The National Assessment Governing Board has been grappling with the issue for a decade. It is concerned that testing accommodations and exclusion rates for those two groups vary widely among states and districts, possibly jeopardizing the fairness and validity of comparisons with NAEP data. The board plans to vote on policies addressing the issue at its March meeting.

Accommodation Confusion

Particularly controversial at the hearing was the board’s proposal to permit students with disabilities to receive only NAGB-approved accommodations and not all those that may be in their individual education programs, or IEPs.

“We are concerned,” said Kim Hymes, the director of policy and advocacy at the Arlington, Va.-based Council for Exceptional Children, “that preventing an accommodation which is approved by a student’s IEP team may produce NAEP test results which don’t reflect that student’s knowledge and skills.” Students and parents are confused, she said, if students can’t use the same accommodations for NAEP they are accustomed to using.

For example, she said, some students with disabilities are permitted to take a test over a period of days, an accommodation prohibited for NAEP.

Lawrence Feinberg, a NAGB staff member, said the prohibition is mostly for practical reasons, given that it is costly to hire staff to visit schools to administer the tests on more than one day.

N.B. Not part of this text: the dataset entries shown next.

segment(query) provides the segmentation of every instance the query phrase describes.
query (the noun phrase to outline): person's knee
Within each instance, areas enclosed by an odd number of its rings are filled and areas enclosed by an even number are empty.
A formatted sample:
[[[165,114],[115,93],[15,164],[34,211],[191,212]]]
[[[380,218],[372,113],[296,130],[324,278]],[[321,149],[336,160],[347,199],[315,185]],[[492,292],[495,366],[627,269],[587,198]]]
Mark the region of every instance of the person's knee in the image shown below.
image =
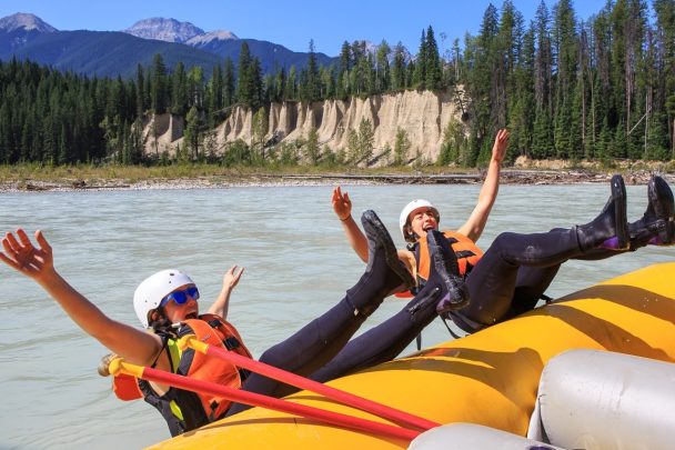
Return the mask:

He noted that students with disabilities are, however, permitted to take twice the time within a single day as others to complete the test.

Representatives of the National Association of State Directors of Special Education and the National Education Association also addressed the frustration students might experience with different sets of accommodations.

To help address the problem, Patricia K. Ralabate, a senior policy analyst for the NEA, said the board should consider creating test items based on universal-design principles, such as using very straightforward language, called “plain English,” in test items.

Agreement on ELLs

Those who testified were largely in favor of the board’s proposals concerning inclusion of English-learners in testing.

Currently, NAEP provides Spanish translations and bilingual dictionaries for its tests of math and science, but not for reading and writing. The governing board proposes that reading and writing tests continue to be administered only in English, but for the native-language support, such as Spanish translations, to be extended to all other subjects.

The proposal also calls for a “plain English” version to be created for each test, although authentic passages used in the assessments would not be altered.

NAGB also proposes that all English-learners who have been in U.S. schools for at least a year be eligible to participate and that the reporting of their test scores be matched with students’ levels of English proficiency. English proficiency would be determined by the same tests that states use to measure annual progress in English for accountability purposes under the No Child Left Behind Act, even though those tests vary from state to state.

For the long term, the board wants to create “a brief, easily administered” test of English-language proficiency that would identify test-takers as having “beginning,” “intermediate,” or “advanced” levels of proficiency.

Kathleen Leos, a former director of the U.S. Department of Education’s office of English-language acquisition, testified that she favored the proposed policy changes for ELLs. She further recommends that the federal government set up a “national language panel” to study language development and acquisition and to produce a set of guiding principles for educators and NAEP.

Ms. Leos is now the president of the Global Institute for Language and Literacy Development, a Washington-based policy institute she formed after resigning from the Education Department in September 2008.

Luis Martinez, a senior policy analyst specializing in English-learners at the NEA, supported the accommodations for ELLs proposed by the board, such as side-by-side Spanish-English test booklets and test directions that are written in plain English. He said the union supports the disaggregation of data about ELLs on NAEP, but urges the board to continue to ensure that “data obtained from ELL students should be used strictly for research and analysis purposes only and to refine classroom instruction.”